Me restou apenas uma caneta de ouro, que costumava levar no bolso da camisa.

Em busca de apurar os 1.000,00 Denários necessários para reparar Cosette, a Juíza determinou a penhora, avaliação e venda da tal caneta.

Depois da penhora e avaliação, a Juíza nomeou uma casa de leilões de sua confiança para organizar os atos de venda da caneta. Indicou-a para 'conduzir as hastas públicas'
 

Acontece que meus ex-funcionários também procuraram bons advogados que me processaram e ganharam.

Cada um deles tinha mais de 2.000,00 Denários a receber.

Seus advogados pediram e obtiveram a ordem judicial para penhora, avaliação e venda da tal caneta.
 

E em busca de receber os 25.000,00 Denários que se acumulavam dia a dia, o banco, que nunca dorme e já tinha a caneta gravada com hipoteca, logo me processou para exercer sua garantia e pediu para a Justiça penhorar e vender a tal caneta.

 

Assim também fez o Fisco.
 

Voltemos ao processo de Cosette.
 

Competiu à casa de leilões responsável por organizar as hastas públicas diligenciar para verificar se todos os atos processuais necessários a garantir o livre exercício dos famosos "contraditório" e "ampla defesa" me foram assegurados.
 

Ou seja, se eu sabia o valor que me era cobrado e a que título, se fui intimado de que a caneta foi penhorada, se tomei conhecimento do valor pelo qual seria oferecida, se me foi conferida a oportunidade de questionar tudo isto no processo.
 

Verificou, por outro lado, quais incidentes ou recursos foram apresentados no curso do processo e se haviam sido julgados ou ainda aguardavam decisão.
 

Além disto, a casa de leilões ficou responsável por identificar todos os demais interessados no resultado do leilão da caneta.
 

Descobriu, assim, a existência dos credores trabalhistas, do banco e do Fisco com direitos a pleitear.
 

Lhe coube cientificar cada um destes acerca da realização das hastas públicas, a fim de que pudessem oferecer habilitação de seus créditos no julgamento do destino do produto da venda da caneta.
 

Ficou a encargo da casa de leilões, ainda, a ampla divulgação e publicidade dos atos. Foi executado um eficiente plano de mídia, com peças e ações nas mais diferentes plataformas.
 

E o departamento jurídico da casa de leilões ofereceu atendimento para todas as pessoas que mostraram interesse pela caneta. Apontou e discutiu cada uma das questões processuais que envolveram as hastas públicas.
 

O leilão foi realizado com grande público. Após intensa disputa entre vários interessados, minha querida caneta foi vendida por 120.000,00 Denários a um abastado desconhecido.
 

A casa de leilões tinha mais de 60 anos e sabia o que fazia.
 

Pago o preço e a comissão da eficiente casa de leilões (não esqueçamos disto jamais!), a Juíza que presidiu as hastas públicas decidiu o destino dos 120.000,00 Denários apurados. 

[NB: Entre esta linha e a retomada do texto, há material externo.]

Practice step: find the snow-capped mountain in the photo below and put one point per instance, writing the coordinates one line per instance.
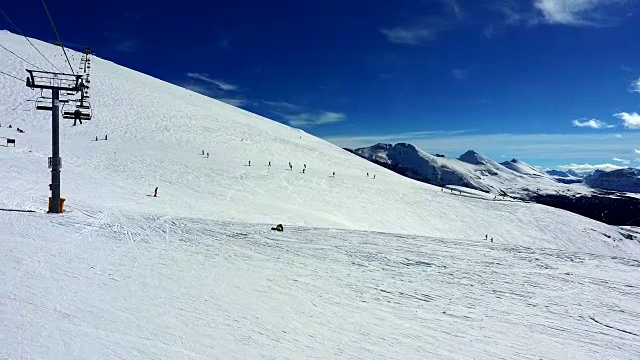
(622, 180)
(523, 168)
(564, 174)
(566, 177)
(515, 178)
(365, 268)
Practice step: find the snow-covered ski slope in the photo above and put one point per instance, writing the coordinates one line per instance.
(156, 132)
(384, 268)
(112, 286)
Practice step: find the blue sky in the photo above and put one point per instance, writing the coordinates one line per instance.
(555, 83)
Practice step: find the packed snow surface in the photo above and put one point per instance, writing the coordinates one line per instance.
(366, 268)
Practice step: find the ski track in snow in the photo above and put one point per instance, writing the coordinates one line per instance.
(365, 269)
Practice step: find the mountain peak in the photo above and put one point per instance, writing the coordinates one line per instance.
(473, 158)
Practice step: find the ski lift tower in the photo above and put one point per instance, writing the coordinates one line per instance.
(54, 82)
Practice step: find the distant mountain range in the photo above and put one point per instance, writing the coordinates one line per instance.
(600, 195)
(514, 178)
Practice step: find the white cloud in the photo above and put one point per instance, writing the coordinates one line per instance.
(590, 167)
(222, 85)
(320, 118)
(460, 74)
(409, 36)
(591, 123)
(623, 161)
(629, 120)
(574, 12)
(635, 86)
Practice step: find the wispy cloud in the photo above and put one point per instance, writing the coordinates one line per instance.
(128, 45)
(454, 7)
(623, 161)
(595, 13)
(590, 167)
(222, 85)
(312, 119)
(409, 36)
(635, 86)
(282, 105)
(591, 123)
(629, 120)
(460, 74)
(234, 102)
(121, 42)
(575, 12)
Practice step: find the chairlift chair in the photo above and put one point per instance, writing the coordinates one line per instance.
(83, 111)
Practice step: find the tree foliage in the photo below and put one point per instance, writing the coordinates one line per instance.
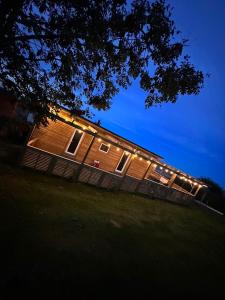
(215, 196)
(80, 52)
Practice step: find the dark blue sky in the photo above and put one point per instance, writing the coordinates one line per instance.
(190, 134)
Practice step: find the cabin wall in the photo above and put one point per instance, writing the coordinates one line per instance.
(138, 168)
(55, 139)
(108, 161)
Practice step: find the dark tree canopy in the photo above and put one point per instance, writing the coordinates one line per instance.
(215, 196)
(79, 53)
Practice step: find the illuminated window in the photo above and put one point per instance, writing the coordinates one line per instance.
(104, 148)
(123, 161)
(74, 142)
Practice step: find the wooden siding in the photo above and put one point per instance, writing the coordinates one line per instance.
(137, 168)
(56, 136)
(108, 161)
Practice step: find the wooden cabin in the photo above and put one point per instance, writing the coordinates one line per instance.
(78, 140)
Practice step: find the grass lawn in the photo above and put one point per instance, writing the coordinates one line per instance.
(62, 238)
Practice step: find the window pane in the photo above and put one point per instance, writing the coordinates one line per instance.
(75, 141)
(122, 162)
(104, 148)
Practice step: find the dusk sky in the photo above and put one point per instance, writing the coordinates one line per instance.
(190, 134)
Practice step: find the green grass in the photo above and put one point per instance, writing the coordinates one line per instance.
(64, 238)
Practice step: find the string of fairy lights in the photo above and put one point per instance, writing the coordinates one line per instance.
(162, 167)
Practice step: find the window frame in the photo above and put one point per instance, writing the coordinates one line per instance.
(78, 145)
(104, 145)
(125, 162)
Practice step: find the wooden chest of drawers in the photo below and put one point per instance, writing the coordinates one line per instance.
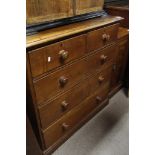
(69, 77)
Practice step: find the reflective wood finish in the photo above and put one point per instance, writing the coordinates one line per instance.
(70, 78)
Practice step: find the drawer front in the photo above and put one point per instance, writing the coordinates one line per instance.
(65, 102)
(67, 77)
(66, 123)
(99, 38)
(59, 81)
(101, 59)
(55, 55)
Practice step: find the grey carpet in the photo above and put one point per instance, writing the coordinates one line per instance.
(106, 134)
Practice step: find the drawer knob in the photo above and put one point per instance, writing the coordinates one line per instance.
(101, 79)
(63, 81)
(63, 55)
(65, 126)
(98, 99)
(114, 67)
(106, 37)
(64, 105)
(103, 58)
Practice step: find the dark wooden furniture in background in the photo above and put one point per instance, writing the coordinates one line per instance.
(119, 8)
(40, 11)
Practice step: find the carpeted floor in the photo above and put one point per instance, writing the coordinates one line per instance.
(106, 134)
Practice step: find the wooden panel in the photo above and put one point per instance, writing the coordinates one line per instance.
(63, 125)
(62, 104)
(55, 55)
(101, 58)
(99, 38)
(39, 11)
(49, 86)
(120, 62)
(87, 6)
(45, 37)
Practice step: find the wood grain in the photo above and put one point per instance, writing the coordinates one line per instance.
(75, 47)
(54, 109)
(60, 32)
(74, 116)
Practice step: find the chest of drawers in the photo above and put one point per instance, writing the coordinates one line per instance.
(69, 72)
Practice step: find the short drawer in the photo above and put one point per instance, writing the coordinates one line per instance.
(101, 58)
(74, 117)
(99, 38)
(55, 55)
(65, 78)
(65, 102)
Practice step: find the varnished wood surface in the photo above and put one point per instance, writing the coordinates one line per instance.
(32, 146)
(86, 6)
(47, 58)
(75, 116)
(79, 75)
(98, 38)
(67, 101)
(121, 58)
(48, 86)
(67, 30)
(39, 11)
(122, 32)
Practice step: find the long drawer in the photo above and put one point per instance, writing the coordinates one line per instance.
(55, 55)
(63, 79)
(65, 102)
(71, 119)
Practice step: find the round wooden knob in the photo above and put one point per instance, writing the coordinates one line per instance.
(63, 54)
(104, 37)
(108, 37)
(63, 81)
(103, 58)
(101, 79)
(65, 126)
(114, 67)
(64, 105)
(98, 99)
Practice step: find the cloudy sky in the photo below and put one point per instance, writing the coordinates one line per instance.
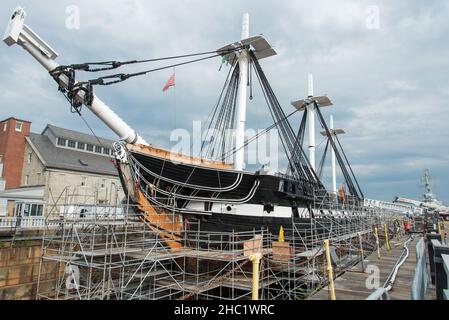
(387, 74)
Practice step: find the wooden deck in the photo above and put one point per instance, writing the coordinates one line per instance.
(352, 284)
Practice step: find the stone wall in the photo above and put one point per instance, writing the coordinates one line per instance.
(20, 267)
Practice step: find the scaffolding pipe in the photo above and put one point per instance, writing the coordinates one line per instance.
(330, 273)
(376, 235)
(362, 253)
(255, 259)
(387, 241)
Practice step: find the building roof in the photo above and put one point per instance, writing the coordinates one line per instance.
(67, 159)
(78, 136)
(12, 118)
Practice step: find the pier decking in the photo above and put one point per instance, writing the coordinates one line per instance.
(353, 284)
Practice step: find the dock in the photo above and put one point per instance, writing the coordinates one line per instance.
(352, 285)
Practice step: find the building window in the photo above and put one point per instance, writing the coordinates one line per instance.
(19, 126)
(62, 142)
(36, 210)
(81, 145)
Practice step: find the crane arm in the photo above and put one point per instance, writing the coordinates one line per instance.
(19, 33)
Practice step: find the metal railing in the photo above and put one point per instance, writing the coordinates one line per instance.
(439, 265)
(24, 223)
(419, 285)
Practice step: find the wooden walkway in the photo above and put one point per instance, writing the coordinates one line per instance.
(352, 284)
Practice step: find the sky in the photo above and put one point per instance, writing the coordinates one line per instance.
(383, 63)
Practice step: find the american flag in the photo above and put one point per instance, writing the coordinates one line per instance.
(170, 83)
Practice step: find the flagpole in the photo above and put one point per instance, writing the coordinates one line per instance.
(174, 93)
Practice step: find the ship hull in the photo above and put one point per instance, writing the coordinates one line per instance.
(216, 199)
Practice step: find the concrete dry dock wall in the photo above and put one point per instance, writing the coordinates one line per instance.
(20, 268)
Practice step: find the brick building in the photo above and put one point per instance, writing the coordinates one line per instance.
(56, 168)
(12, 143)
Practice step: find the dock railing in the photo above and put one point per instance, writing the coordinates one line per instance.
(439, 265)
(419, 285)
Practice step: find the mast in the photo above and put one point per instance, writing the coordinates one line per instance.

Ou seja, promoveu ao denominado ''julgamento do concurso de credores".
 

Ao final, determinou que fossem pagos os credores trabalhistas, o Fisco, o banco credor hipotecário e, por fim, Cosette.
 

Inclusive me devolveu pequeno saldo porque após todos os credores serem pagos ainda sobrou algum dinheiro.
 

O feliz arrematante recebeu a "carta de arrematação" e o "mandado de imissão" capazes de lhe garantir a propriedade e a posse da caneta livres de ônus ou problemas.

E acrescentou à sua coleção a antiga caneta de um fanático e arrependido torcedor."

E então, foi possível entender um pouco melhor o que fazemos ?

 

Ah, nunca é demais recordar: essa história é pura ficção, qualquer semelhança com nomes, personagens, fatos, locais ou chihuahuas é mera coincidência.